First, add this to Cargo.toml:

[dependencies]
emap = "0.0.11"

Then, use it like a standard hash map... well, almost:

use emap::Map;
let mut m : Map<&str> = Map::with_capacity_init(100); // allocation on heap
m.insert(m.next_key(), "foo");
m.insert(m.next_key(), "bar");
assert_eq!(2, m.len());

If more than 100 keys will be added to the map, it will panic. The map doesn't increase its size automatically, like Vec does (this is one of the reasons why we are faster).
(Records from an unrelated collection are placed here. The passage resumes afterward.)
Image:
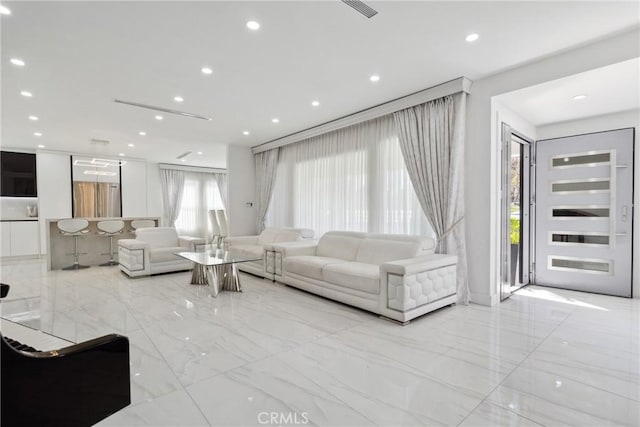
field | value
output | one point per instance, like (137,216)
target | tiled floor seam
(182,387)
(511,372)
Read the API documentation. The struct emap::Map is designed as closely similar to std::collections::HashMap as possible.

Benchmark

There is a summary of a simple benchmark, where we compared emap::Map with Vec, changing the total capacity CAP of them (horizontal axis). We applied the same interactions (benchmark.rs) to them both and measured how fast they performed. In the following table, the numbers over 1.0 indicate performance gain of Map against Vec, while the numbers below 1.0 demonstrate performance loss.

4 16 256 4096
i ∈ 0..CAP {M.insert(i, &"Hello, world!")} 1.17 2.89 1.26 1.27
i ∈ 0..CAP {M.insert(i, &"大家好"); s ∈ M.values() {sum += s.len()}} 1.05 0.73 0.65 0.51
i ∈ 0..CAP {M.insert(i, &42); s ∈ M.into_values() {sum += s}} 1.05 0.91 0.61 0.68
i ∈ 0..CAP {M.insert(i, &42); s ∈ M.keys() {sum += s}} 0.98 0.69 0.34 0.34
i ∈ 0..CAP {M.insert(i, &42); s ∈ M.values() {sum += s}} 1.07 0.81 0.51 0.51
i ∈ 0..CAP {M.insert(i, &42)}; M.clear(); M.len(); 1.20 2.72 5.17 9.30
i ∈ 0..CAP {M.insert(i, &42)}; i ∈ CAP-1..0 {M.remove(&i)} 1.23 2.19 1.34 1.03

The experiment was performed on 30-04-2023. There were 10000 repetition cycles. The entire benchmark took 486s.

How to Contribute

First, install Rust and then:

$ cargo test -vv

If everything goes well, fork repository, make changes, send us a pull request. We will review your changes and apply them to the master branch shortly, provided they don't violate our quality standards. To avoid frustration, before sending us your pull request please run cargo test again. Also, run cargo fmt and cargo clippy.

Also, before you start making changes, run benchmarks:

$ rustup run nightly cargo bench

Then, after the changes you make, run it again. Compare the results. If your changes degrade performance, think twice before submitting a pull request.